There are two or three things you should understand about this ascription of praise. First, you are worthy in Greek, axios ei. When an emperor was crowned, the people cried out in Latin, or in the Greek-speaking world in Greek, and they cried, “You are worthy! You are worthy! You are worthy!” But John sees the throne above all thrones, and there the highest order of angelic beings address him and say, “You are worthy. There is only one who is worthy of that kind of honor.”

Why is he so worthy? Well, John has mentioned all kinds of things through the whole chapter. In that sense, the whole chapter comes along to this ascription of praise, but now he mentions one thing in particular. “You are worthy, for you created all things.” In other words, all things owe him allegiance, obeisance, and worship because he is their Maker.

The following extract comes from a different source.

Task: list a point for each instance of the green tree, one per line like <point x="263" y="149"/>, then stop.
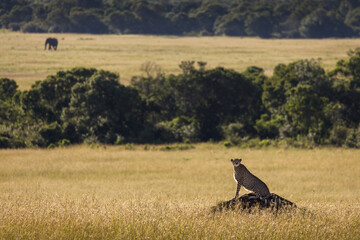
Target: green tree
<point x="100" y="109"/>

You talk to people sometimes about your faith, and they turn to you and say, “Look, I’m glad for you. If it helps you, makes you feel better, I’m happy for you. I like your friendship. We can do things together, but get your God off my back. I want to live my way. This is my life. I’ll do it the way I want. If this God helps you, fine. It doesn’t do anything for me.” How do you respond to that? Well, there are all kinds of ways of responding, of course, all kinds of things that need to be said, must be said, finally should be said, but one of the things that has to be said …

It needs to be said in the gentlest, kindest way imaginable, but what still has to be said is, “I’m sorry. I can’t quit, because from my perspective, your very insistence that you want to do things your way is already a mark of how desperately lost you are. You owe him. How dare you say, ‘I’ll do it my way’? If he made you, you owe him, and the very fact that you can think, ‘I’ll do it my way’ is a wretched characteristic of all that is wrong with this world, including what is wrong with you.”

Isn’t that what we have to say sooner or later? At the end of the day, the doctrine of creation is precisely what establishes our responsibility to God. Without the doctrine of creation, you don’t have that. In a pantheistic universe, where God is simply manifested in us, un-differentiable from us, there’s no speaking of accountability to God.

Shirley MacLaine, who says, “I am god,” doesn’t feel accountable to God. But if God made us, he is worthy of all worship, all obeisance, all acknowledgement, because he created us, and by his will we have our being. Not to see that is precisely the heart of all sin. On that cheerful note, we’ll take a pause.